The work of Los Carpinteros – Cuban duo Marco Antonio Castillo Valdés and Dagoberto Rodríguez Sánchez – is almost always described as funny or jokey. Yet their humour isn’t really the laugh-out-loud sort, more a kind of brazen playfulness. At its best, the pair’s work hits you with a combination of the slightly sinister and the goofy – as in the installation ‘Tomates’ (pictured), which consists of hundreds of porcelain tomatoes seemingly mashed and pulped against the gallery walls. They also bear the splashes and dribbles of real tomatoes, which the duo threw before adding their crafted replicas. It comes across like something between a bloody massacre and a glorious food-fight. ‘Candela’, meanwhile, is installed in a nearby room, where initially rather naff-looking LED flame shapes end up creating an atmosphere of hellish conflagration.

This sort of tongue-in-cheek approach, however, is less successful when specific cultural references are invoked. One rather obvious jibe involves a huge, soaring replica of a Soviet building made entirely from Lego bricks. Nearby, another sculpture echoing a famous modernist apartment building in Havana, is constructed from loudspeakers, as if to suggest giving voice to its anonymous inhabitants (though no sound actually plays). And ‘17m’, the largest piece of all, is perhaps the biggest disappointment: an immense rail on which hundreds of identical suits are hung, each with a Cuban star-shaped hole tunnelled through its chest.
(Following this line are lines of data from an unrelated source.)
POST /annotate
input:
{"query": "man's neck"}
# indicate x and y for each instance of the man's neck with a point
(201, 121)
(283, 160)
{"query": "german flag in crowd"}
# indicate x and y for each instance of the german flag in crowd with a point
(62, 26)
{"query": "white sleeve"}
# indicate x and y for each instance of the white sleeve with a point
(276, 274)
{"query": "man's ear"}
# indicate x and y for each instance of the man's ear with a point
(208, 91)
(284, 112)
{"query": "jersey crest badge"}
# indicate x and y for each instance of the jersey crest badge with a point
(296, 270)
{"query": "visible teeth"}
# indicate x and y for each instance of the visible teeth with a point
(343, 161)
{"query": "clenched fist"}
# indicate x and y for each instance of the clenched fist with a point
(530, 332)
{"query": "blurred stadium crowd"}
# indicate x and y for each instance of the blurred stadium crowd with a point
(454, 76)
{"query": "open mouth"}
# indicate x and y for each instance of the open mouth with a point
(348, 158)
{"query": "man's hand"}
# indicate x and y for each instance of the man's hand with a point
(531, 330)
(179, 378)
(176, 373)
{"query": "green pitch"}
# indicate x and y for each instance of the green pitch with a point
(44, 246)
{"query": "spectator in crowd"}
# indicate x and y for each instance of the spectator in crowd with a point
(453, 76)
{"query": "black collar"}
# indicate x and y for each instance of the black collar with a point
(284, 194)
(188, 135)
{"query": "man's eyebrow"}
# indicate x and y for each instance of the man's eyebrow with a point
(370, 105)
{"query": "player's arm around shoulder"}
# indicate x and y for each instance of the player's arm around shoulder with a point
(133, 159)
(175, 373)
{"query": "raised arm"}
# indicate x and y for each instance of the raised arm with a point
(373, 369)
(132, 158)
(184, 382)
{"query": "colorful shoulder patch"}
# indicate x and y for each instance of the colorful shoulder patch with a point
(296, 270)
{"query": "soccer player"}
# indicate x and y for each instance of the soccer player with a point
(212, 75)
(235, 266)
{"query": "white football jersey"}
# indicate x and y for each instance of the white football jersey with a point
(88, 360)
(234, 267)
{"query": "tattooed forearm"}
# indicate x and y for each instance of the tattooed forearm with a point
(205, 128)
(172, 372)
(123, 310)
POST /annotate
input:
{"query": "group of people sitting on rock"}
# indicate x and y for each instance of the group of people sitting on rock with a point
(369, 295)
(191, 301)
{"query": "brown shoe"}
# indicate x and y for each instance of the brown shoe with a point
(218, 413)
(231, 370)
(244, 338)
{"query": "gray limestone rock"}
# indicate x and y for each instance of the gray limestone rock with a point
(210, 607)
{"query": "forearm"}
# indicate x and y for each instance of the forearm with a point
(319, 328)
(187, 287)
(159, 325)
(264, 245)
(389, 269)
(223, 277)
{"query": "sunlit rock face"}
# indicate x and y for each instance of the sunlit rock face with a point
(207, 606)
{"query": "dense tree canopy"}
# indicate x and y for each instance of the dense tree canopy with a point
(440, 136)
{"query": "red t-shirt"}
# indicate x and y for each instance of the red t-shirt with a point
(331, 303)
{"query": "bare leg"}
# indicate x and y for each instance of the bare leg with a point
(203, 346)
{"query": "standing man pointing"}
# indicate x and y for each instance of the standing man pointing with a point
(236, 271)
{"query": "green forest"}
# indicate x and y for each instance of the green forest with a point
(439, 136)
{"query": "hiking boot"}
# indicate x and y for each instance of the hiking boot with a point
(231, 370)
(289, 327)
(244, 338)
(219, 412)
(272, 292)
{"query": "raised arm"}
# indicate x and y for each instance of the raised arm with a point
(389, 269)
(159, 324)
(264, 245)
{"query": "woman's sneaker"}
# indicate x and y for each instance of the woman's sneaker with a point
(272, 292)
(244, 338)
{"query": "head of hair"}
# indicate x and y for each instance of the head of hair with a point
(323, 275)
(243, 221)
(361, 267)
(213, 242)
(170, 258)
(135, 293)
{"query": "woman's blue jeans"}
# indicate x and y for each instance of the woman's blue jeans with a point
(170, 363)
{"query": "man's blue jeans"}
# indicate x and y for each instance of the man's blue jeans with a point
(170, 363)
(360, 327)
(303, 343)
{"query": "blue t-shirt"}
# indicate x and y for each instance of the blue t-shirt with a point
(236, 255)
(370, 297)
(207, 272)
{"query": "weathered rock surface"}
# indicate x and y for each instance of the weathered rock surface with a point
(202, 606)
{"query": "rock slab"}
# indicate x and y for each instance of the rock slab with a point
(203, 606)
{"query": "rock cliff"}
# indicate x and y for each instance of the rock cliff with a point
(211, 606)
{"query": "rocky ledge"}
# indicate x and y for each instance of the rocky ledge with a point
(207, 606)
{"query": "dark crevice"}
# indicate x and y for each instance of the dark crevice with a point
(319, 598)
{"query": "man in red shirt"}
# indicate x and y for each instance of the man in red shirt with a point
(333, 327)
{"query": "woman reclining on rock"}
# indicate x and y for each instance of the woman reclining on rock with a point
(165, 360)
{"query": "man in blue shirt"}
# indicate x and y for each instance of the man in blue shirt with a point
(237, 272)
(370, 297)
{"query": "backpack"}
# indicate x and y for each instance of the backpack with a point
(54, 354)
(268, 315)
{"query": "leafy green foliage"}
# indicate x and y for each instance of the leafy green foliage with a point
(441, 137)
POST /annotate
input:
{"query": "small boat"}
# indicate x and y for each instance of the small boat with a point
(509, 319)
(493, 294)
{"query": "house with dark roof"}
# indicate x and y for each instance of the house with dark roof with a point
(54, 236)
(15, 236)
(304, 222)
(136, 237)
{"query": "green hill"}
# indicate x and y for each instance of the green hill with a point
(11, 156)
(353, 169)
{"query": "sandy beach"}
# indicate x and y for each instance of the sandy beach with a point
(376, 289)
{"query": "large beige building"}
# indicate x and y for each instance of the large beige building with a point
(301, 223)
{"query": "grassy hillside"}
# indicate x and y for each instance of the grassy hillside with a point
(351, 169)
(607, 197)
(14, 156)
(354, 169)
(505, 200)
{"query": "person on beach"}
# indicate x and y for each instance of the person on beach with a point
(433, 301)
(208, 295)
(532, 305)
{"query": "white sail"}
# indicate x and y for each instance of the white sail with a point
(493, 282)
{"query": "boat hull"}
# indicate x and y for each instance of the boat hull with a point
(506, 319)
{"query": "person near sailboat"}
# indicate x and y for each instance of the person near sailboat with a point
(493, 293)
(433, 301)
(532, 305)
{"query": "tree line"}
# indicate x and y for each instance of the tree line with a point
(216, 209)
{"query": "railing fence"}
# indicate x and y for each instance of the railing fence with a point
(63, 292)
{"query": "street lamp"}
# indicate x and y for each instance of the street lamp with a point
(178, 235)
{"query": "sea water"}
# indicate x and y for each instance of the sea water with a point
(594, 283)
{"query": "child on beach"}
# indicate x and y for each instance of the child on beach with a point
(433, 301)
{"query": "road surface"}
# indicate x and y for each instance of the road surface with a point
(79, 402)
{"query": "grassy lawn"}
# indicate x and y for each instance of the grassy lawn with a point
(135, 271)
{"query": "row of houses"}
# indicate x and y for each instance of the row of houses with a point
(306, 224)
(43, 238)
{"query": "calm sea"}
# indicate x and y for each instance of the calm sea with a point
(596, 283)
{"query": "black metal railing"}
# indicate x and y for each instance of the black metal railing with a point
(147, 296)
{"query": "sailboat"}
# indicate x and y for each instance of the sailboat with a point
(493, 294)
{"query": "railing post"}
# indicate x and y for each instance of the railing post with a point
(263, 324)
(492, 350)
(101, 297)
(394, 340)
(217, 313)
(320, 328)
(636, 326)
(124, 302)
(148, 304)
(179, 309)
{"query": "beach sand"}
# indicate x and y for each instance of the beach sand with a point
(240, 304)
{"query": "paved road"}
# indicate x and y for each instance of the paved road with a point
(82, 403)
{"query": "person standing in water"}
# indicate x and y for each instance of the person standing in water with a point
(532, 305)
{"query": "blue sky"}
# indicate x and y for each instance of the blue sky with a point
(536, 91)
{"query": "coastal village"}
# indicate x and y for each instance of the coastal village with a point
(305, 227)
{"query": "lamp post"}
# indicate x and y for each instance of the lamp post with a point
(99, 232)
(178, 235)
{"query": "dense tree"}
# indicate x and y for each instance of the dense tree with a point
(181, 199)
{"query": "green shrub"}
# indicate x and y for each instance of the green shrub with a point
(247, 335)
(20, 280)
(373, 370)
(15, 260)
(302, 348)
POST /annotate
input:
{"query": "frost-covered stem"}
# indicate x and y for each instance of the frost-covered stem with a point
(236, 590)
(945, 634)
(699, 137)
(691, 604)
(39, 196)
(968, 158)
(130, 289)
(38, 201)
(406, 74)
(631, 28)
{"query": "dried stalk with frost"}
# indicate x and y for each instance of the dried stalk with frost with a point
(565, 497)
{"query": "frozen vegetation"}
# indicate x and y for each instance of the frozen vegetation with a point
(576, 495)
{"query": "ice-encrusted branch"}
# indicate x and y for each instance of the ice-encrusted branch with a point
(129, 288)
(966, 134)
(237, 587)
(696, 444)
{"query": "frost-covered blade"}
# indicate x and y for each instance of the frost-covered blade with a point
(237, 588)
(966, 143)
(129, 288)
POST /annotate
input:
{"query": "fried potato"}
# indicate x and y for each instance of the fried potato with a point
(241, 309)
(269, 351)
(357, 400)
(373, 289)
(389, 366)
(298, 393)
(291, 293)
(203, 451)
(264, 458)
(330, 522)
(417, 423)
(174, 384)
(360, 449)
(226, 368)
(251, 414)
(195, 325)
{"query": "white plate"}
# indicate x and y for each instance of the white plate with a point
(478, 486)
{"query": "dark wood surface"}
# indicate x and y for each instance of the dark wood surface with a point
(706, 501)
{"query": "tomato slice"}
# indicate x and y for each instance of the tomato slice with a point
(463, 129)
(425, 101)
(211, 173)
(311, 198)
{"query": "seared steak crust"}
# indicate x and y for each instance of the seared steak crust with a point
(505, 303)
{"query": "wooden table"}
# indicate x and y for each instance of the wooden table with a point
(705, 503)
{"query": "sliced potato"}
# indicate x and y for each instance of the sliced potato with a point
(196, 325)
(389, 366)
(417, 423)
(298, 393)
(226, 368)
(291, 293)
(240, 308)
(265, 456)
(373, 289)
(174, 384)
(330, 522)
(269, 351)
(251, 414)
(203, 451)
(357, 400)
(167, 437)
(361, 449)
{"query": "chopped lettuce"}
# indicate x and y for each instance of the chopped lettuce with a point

It’s a shame, because in the upstairs galleries it’s the other way round, with the duo’s drawings and small maquettes exploring notions of utopian architecture in ways that feel pensive and generous. Their imagined ruins and bread-loaf-shaped constructions are still joking around – but, like the best comedy, it’s effective precisely because it doesn’t try too hard to impress.